Food safety practices

    Cards (25)

    • What should you do with your hands before, during, and after preparing food?
      Wash them thoroughly.
    • When should you wash your hands after using the toilet?

      Always wash your hands after going to the toilet.
    • What should you do after sneezing or blowing your nose?
      Wash your hands.
    • What should you do after disposing of waste?
      Wash your hands.
    • What type of clothing should you wear in a kitchen?
      Clean apron and/or chef’s whites.
    • What type of shoes should be worn in a kitchen?
      Non-slip closed-toe shoes.
    • How should you manage your hair while cooking?
      Tie it back and wear a bandana or hair net.
    • What should you do if you have a cut while preparing food?

      Cover it with a blue, waterproof plaster.
    • What is a safe practice when handling knives?
      Handle them safely.
    • What should you use when carrying hot items?
      Oven gloves.
    • Where should electrical equipment be kept during food preparation?

      Away from water.
    • What should you do with spills immediately?

      Clean them up immediately.
    • What must you demonstrate during your practical session regarding food safety?

      • Work safely and hygienically
      • Show planning for food safety and hygiene
      • Personal safety and hygiene practices will be observed
    • What should you check on food ingredients before use?
      Use-by and best before dates.
    • What should you check for in ingredients to ensure freshness?

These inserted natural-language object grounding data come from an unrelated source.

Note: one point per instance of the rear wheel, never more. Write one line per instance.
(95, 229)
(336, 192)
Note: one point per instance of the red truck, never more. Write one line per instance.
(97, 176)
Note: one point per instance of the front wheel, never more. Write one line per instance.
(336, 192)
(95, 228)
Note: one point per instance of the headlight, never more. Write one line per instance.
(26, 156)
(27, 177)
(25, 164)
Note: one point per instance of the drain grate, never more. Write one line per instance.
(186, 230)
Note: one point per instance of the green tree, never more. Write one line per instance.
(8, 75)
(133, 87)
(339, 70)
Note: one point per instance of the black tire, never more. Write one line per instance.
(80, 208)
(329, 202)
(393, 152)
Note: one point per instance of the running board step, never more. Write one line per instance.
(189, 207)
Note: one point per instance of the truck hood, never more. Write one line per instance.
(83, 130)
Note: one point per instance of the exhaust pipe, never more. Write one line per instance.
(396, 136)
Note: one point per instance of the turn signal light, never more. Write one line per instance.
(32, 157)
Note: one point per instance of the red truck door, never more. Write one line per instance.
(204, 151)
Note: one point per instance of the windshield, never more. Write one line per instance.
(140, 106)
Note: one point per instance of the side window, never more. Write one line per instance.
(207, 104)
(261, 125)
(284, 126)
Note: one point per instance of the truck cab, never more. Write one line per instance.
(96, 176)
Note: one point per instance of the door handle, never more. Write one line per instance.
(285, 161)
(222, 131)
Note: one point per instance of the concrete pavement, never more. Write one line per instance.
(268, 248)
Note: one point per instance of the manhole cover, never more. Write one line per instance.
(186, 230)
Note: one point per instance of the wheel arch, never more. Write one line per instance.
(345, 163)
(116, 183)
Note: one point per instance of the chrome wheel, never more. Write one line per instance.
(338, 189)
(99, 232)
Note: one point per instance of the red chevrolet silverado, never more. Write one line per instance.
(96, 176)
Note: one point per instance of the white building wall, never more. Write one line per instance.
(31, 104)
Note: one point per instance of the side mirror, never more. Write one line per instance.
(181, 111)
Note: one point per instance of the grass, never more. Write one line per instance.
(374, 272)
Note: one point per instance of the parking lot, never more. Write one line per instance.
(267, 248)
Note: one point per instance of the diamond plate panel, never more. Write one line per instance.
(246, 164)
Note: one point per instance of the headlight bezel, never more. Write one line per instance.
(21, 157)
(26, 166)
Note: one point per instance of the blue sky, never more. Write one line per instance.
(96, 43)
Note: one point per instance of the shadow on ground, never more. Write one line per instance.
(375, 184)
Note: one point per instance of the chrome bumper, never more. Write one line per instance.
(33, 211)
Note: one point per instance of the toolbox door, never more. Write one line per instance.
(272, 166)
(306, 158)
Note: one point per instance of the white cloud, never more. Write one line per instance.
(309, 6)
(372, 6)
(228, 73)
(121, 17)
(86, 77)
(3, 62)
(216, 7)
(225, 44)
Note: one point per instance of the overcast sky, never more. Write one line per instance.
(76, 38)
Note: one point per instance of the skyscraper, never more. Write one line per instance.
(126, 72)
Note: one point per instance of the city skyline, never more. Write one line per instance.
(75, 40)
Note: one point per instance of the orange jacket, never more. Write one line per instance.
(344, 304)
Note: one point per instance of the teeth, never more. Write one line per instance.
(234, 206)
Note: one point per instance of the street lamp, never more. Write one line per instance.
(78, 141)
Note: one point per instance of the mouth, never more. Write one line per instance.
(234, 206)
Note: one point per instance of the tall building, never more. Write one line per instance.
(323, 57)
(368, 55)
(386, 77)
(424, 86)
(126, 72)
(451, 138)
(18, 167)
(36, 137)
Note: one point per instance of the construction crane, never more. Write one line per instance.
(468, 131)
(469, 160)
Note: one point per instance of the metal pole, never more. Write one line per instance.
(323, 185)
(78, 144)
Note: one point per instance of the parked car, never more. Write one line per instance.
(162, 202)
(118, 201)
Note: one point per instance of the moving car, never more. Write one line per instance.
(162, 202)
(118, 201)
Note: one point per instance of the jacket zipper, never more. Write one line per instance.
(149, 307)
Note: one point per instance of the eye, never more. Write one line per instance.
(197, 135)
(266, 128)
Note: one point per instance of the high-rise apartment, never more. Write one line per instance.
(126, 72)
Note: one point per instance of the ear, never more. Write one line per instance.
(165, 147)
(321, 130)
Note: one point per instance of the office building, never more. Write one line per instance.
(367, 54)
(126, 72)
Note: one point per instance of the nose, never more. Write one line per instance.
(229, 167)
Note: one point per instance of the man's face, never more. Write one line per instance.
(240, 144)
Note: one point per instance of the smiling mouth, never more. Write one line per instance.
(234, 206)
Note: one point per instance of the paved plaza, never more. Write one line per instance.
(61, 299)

      No bruises on fruit and no smell from fish.
    • How should ingredients be stored until needed?

      Stored correctly.
    • What should you do to worktops before food preparation?

      Clean them.
    • What should you do after preparing high-risk foods?

      Clean the workstation and equipment.
    • What should you do throughout the cooking session regarding washing up?

      Wash up throughout the session.
    • What temperature range should high-risk foods be kept in the fridge?

      0°C5°C.
    • What tool should be used to check the core temperature of high-risk foods?
      A temperature probe.
    • How should waste be managed during food preparation?

      Keep it separate from ingredients.
    • What should you do with waste if possible?
      Recycle and compost it.
    • What should you know about the First Aid box?

      The location of the First Aid box.
    • What should you know how to use in case of a fire?
      A fire blanket or fire extinguisher.